The Montana Districting and Apportionment Commission met at the State Capitol Tuesday to identify which proposed district lines they wanted to get more public comment on over the next two weeks.
The commission includes two members chosen by Republican leaders in the Montana Legislature, two chosen by Democratic legislative leaders and a chair selected by the Montana Supreme Court. They are tasked with dividing the state into two districts of as close as possible to equal population – each of which will elect one representative to the U.S. House starting in 2022.
The Republican commissioners provided four proposed maps, and the Democrats offered five of their own.
The Republican plans are all variations on the same theme: dividing the state into an eastern and western district with a relatively simple north-south line. They said that would create relatively compact districts as required by law and provide representation for the distinct social and economic interests in Western and Eastern Montana.
To create two equal districts, a straight north-south line would essentially run from Liberty County in the north to West Yellowstone in the south. It would place Missoula, Kalispell, Helena and Butte in the western district and Billings in the eastern district. Cascade and Gallatin Counties would be split, but the largest populations around Great Falls and Bozeman would be in the east. Republicans have also proposed variations on that line, including one following closer to the Continental Divide.
According to the website Dave’s Redistricting App, which many members of the public used to submit possible district maps, most of those splits would create two districts that would lean toward Republicans.
The Democratic proposals were more varied, but they generally combined Missoula, Bozeman, Helena and Butte into a single “southwestern” district – often with Kalispell added to the eastern district to balance the populations. The goal is to create one district that could be competitive – giving Democratic and Republican candidates a chance to win.
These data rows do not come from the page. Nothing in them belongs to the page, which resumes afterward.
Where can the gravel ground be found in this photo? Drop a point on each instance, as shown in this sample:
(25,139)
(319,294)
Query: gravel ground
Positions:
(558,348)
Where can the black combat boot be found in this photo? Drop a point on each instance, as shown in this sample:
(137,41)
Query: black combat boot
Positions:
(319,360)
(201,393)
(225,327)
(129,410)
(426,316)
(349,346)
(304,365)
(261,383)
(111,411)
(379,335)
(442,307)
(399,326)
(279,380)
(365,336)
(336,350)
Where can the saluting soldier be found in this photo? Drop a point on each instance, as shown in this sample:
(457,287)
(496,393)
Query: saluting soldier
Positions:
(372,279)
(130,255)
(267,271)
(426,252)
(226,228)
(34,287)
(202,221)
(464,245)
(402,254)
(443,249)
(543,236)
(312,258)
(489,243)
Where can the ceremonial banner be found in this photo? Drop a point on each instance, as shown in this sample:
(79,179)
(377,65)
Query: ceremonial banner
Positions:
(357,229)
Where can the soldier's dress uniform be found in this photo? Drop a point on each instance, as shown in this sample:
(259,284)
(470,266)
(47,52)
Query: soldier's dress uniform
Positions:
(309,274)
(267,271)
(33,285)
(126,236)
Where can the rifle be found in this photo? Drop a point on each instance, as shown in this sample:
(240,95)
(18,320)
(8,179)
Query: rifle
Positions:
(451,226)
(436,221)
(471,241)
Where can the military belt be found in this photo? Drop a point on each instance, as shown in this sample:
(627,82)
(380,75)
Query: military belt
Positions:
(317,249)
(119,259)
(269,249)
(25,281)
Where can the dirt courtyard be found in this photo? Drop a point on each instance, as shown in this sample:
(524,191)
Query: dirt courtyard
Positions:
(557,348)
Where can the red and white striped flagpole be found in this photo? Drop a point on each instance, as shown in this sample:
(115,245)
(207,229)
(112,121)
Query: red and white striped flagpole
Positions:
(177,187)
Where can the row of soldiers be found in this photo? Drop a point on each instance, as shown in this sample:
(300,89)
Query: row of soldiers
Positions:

The Democrats also proposed several more unusual maps, including one that would split Flathead County to allow an east-west split with the CSKT and Blackfeet reservations in the western district and one creating more northern and southern districts, splitting Billings between the two.
Dave’s Redistricting App says those proposals would generally have relatively close numbers of Democrats and Republicans in the western or southwestern district – in some cases actually having more Democrats.
At the end of Tuesday’s meeting, the Republicans on the commission wouldn’t agree to move any of the Democratic maps forward for further consideration.
“I think five of the maps that were submitted by my cohorts across the aisle fail the constitutional test of compactness and would be subject to challenge in court, and therefore I cannot in good faith vote yes for the motion,” said commissioner Jeff Essmann, of Billings.
After that, the Democrats declined to support the Republicans’ maps.
“The basic problem with all of our colleagues’ maps is none of them are competitive,” said commissioner Joe Lamson, of Helena. “They do not meet the state goal of not unduly favoring one party over another, and trying to create competitive maps.”
Commission chair Maylinn Smith broke the ties and moved all nine of the plans forward. In the next few days, the proposals will appear on the commission website and the public will be able to give specific comments on each.
The commission is set to hold a public hearing on these maps on October 19. They could select a tentative final congressional map on October 21.